Nanomaterials synthesis for UV protection
- Reference number
- UKR24-0012
- Project leader
- Brychka, Alla
- Start and end dates
- 241001-250930
- Amount granted
- 1 000 000 SEK
- Administrative organization
- Stockholm University
- Research area
- Materials Science and Technology
Summary
Objectives Research on new inorganic materials as UV-filters. A focus will be on researching new nanomaterials based on cerium oxide with potentially better properties than current inorganic and organic UV filters. Plan Development of a method and verification of a method of obtaining nanomaterials based on cerium oxide. Establishing the characteristics of these nanomaterials. Screening studies of these nanomaterials. Expected results Technologies for obtaining stable and safe nanomaterials - powders and dispersions based on cerium oxide. Documented UV protective activity of the obtained nanomaterials. Testing of the ready-made substances in cosmetics with the protection against UV rays.

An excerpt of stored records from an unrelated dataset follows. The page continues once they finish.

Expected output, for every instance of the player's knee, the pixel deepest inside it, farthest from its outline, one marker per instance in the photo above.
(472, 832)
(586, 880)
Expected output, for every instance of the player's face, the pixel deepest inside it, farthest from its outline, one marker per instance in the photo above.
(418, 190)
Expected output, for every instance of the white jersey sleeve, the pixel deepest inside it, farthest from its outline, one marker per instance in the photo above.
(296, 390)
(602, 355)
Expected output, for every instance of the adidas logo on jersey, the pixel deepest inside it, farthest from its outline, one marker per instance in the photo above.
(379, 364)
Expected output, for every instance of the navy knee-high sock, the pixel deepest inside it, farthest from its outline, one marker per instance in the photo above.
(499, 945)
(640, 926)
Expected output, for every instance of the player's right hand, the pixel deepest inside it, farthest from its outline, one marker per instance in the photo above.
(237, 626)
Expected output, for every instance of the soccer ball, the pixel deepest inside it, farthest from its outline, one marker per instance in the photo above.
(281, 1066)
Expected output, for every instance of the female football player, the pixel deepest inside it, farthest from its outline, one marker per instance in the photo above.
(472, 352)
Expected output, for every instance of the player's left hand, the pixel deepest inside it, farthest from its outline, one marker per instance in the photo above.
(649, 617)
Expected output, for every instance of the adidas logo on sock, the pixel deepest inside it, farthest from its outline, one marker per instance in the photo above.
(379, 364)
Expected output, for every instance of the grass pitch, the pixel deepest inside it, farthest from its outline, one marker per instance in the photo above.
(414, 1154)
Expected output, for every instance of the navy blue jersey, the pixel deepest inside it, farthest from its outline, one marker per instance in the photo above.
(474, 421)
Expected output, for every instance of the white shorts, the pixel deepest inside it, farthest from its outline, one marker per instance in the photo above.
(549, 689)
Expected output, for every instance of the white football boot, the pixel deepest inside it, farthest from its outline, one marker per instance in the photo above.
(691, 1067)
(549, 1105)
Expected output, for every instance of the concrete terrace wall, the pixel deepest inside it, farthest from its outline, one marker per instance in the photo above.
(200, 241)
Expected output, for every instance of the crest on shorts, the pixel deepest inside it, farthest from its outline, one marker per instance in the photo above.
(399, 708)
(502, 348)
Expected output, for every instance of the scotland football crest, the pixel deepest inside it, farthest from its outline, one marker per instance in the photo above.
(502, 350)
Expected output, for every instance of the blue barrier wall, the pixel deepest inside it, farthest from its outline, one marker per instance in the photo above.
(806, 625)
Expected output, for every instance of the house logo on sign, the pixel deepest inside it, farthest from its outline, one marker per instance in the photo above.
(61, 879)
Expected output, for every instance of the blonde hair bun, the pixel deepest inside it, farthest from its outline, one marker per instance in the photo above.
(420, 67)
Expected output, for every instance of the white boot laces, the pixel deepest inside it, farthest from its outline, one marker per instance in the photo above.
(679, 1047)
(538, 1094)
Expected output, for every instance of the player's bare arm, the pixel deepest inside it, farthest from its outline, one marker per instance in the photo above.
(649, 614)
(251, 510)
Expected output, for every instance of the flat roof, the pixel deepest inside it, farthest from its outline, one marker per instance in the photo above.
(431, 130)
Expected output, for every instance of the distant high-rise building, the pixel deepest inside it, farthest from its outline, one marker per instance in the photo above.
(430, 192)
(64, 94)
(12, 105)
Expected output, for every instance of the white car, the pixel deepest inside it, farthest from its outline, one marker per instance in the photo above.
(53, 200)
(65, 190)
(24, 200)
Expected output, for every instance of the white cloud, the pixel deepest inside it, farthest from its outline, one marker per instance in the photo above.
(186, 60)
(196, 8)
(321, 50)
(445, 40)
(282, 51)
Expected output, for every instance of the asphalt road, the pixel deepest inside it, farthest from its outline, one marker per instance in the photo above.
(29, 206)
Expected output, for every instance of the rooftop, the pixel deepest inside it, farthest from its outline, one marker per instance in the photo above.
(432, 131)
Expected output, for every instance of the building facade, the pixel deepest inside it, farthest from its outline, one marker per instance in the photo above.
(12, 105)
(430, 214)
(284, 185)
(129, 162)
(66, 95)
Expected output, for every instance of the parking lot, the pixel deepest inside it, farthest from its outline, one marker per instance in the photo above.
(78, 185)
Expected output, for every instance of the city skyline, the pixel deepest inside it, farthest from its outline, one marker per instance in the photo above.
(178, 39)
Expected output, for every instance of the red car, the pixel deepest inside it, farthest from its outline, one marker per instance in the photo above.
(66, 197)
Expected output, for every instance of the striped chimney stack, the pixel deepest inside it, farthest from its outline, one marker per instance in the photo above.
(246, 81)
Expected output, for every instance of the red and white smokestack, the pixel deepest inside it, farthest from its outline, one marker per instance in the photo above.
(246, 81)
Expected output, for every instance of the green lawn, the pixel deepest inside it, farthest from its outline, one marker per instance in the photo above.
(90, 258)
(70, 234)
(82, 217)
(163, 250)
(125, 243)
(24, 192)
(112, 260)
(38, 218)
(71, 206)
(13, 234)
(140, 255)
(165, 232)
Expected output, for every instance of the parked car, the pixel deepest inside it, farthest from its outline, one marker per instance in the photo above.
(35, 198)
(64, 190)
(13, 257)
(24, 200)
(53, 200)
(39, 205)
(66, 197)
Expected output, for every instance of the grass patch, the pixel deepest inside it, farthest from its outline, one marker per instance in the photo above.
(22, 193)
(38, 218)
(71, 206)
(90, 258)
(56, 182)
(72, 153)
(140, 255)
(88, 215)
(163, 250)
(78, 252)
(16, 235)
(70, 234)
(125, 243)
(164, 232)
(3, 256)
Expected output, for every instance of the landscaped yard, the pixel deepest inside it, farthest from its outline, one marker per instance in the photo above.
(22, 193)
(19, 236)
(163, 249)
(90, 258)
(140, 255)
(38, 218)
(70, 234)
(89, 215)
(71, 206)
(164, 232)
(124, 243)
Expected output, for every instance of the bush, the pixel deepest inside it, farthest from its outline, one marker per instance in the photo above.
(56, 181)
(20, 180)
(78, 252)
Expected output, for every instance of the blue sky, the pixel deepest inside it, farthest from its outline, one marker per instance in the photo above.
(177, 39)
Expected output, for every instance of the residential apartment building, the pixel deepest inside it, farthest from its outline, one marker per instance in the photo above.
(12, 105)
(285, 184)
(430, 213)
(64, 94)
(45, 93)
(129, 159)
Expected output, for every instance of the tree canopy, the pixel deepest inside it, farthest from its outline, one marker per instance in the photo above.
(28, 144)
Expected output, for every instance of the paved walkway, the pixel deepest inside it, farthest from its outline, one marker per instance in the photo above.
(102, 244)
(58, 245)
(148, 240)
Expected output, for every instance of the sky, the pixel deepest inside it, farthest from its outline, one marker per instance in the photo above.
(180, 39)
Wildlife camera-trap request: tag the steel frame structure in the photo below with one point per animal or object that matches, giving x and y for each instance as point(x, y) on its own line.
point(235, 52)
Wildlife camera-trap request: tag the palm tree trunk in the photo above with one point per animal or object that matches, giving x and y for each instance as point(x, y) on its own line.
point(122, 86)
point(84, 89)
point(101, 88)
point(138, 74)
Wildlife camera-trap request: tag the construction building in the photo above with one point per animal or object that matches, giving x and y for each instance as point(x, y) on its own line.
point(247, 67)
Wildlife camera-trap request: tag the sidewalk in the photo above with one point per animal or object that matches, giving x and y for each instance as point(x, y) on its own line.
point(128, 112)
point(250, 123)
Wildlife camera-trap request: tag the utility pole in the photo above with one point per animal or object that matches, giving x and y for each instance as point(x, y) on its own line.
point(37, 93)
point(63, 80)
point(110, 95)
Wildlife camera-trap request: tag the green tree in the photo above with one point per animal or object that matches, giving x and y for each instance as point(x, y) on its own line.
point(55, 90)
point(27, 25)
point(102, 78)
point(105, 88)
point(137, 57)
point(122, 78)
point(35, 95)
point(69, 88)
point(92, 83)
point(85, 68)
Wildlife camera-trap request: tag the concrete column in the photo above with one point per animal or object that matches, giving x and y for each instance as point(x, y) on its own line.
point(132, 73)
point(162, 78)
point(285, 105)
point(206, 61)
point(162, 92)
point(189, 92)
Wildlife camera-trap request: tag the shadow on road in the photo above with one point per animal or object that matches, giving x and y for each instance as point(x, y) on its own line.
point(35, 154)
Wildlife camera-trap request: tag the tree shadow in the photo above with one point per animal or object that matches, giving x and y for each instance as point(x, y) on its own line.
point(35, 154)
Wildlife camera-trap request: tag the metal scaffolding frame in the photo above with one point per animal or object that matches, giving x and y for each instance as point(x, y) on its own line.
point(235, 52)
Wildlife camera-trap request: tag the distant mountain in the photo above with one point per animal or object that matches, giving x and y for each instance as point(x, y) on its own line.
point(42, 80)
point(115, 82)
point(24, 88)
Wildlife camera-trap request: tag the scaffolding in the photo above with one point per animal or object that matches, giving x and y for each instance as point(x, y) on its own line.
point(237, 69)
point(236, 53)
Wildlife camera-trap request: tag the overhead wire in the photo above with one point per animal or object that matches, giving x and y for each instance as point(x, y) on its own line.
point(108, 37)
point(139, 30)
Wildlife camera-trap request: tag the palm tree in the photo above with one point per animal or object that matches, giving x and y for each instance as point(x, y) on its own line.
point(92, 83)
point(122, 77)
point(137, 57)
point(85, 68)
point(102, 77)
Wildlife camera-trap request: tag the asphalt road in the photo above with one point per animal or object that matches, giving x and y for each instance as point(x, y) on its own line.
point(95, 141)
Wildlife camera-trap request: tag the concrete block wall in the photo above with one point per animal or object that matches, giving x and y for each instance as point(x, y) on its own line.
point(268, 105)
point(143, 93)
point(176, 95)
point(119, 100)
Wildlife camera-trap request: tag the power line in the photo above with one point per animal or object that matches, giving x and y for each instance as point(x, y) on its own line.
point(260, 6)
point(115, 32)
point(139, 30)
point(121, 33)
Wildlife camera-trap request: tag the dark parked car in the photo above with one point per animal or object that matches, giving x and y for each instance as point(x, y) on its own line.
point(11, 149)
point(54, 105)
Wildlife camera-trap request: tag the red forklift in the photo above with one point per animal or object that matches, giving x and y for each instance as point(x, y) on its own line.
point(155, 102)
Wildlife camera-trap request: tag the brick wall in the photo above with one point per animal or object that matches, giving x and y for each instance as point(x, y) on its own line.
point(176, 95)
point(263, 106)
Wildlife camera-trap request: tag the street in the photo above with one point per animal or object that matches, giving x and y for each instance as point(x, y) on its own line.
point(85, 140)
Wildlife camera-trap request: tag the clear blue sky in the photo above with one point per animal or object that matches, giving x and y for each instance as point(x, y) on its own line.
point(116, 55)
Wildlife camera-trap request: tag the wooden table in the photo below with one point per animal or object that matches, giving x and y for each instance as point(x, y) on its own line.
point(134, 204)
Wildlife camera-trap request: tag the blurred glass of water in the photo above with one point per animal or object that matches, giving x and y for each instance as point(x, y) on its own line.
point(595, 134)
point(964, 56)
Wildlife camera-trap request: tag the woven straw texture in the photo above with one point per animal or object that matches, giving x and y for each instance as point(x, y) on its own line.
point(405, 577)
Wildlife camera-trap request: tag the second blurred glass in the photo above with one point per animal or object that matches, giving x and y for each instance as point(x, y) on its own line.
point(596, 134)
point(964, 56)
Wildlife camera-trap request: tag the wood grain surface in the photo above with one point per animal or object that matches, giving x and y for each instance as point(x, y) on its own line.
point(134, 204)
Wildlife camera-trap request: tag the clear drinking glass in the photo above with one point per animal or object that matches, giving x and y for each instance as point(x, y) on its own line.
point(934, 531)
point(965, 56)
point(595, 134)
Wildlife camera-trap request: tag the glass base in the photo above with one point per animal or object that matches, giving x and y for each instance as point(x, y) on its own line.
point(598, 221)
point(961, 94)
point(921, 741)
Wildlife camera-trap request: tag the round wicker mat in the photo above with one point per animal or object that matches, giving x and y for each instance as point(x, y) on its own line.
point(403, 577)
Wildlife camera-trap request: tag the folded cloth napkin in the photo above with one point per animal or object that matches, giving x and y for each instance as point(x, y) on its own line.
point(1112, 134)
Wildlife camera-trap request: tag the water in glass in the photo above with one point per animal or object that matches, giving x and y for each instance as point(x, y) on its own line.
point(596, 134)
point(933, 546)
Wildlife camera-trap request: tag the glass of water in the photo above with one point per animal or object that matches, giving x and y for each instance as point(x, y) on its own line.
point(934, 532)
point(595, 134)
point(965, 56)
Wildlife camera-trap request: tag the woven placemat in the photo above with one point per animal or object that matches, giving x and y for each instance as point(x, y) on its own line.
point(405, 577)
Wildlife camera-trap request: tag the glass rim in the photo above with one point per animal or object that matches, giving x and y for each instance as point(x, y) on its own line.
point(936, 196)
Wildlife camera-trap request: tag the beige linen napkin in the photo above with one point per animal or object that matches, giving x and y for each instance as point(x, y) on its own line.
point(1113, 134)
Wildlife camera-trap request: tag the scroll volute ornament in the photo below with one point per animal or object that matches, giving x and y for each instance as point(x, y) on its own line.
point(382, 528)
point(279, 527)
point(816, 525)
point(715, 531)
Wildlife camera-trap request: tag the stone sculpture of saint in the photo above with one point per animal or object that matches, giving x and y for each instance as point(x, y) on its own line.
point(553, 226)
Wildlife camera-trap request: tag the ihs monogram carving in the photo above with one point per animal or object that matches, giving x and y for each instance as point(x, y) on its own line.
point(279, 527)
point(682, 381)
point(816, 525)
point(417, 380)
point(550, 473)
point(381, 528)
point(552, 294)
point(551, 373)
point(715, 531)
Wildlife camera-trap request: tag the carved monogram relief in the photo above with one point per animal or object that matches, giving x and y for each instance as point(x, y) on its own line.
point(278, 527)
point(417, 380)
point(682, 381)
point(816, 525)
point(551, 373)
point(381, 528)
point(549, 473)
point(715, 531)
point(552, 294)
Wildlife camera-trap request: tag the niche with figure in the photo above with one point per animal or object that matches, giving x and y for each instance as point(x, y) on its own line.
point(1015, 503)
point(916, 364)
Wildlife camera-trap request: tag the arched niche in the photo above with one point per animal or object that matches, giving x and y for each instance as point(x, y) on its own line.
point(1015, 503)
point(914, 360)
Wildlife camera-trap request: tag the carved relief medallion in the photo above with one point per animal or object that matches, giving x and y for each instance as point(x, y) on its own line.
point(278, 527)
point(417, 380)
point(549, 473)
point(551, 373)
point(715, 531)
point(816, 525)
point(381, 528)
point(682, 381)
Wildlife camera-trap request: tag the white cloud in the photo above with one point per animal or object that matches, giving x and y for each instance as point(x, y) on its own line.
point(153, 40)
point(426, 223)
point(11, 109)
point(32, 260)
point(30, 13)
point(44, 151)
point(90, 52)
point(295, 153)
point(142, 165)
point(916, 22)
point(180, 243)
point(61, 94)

Popular science description
Natural solar radiation has both indisputable benefits and dangers for living organisms. Ultraviolet (UV) radiation as part of the solar spectrum in small amounts is necessary for the existence of living organisms. It also has a powerful bactericidal effect against viruses, bacteria, fungi, etc. UV radiation is divided into long-wave (315-400 nm, UVA), medium-wave (280-315 nm, UVB) and the most dangerous short-wave (10-280 nm, UVC). UVA and UVB radiation reaches the earth's surface. It is absorbed by human and animal skin and plants. But an excessive amount of UV radiation has a negative effect on living organisms, causing unwanted biochemical processes and mutations. It causes damage to the eyes and skin, accelerates aging, leads to the formation of melanoma or other types of skin cancer, destroys organic compounds - constituent substances of the tissues of living organisms. It also destroys products made of natural materials of plant and animal origin, in particular, wood, causing an undesirable change in color, structure and strength. Therefore, the creation of new safe materials with powerful UV protective properties for the production of consumer goods is extremely urgent. Sunscreens that contain organic or inorganic UV filters are commonly used, raising concerns about their toxicity and ecotoxicity. Our research focuses on nanomaterials as alternative inorganic UV filters in cosmetic and technical preparations. They combine the ability of better UV protection with the action of biological antioxidants with anti-inflammatory, anti-aging and therapeutic properties. New nanomaterials are thermo- and photo-stable, insoluble in water, non-toxic, safe and do not have unwanted pigmentation effect. They are used in small quantities and make it possible to increase the effectiveness and reduce the price of sunscreen preparations. The goal is to obtain nanomaterials with a number of competitive advantages: intense absorption in the most dangerous region of the UV spectrum (290-320 nm), low toxicity for humans, environmental friendliness and stability, for technical and cosmetic applications. Our research contributes to The Sustainable Development Goals, including Good health and well-being, Industry, innovation and infrastructure, Responsible consumption and production, etc.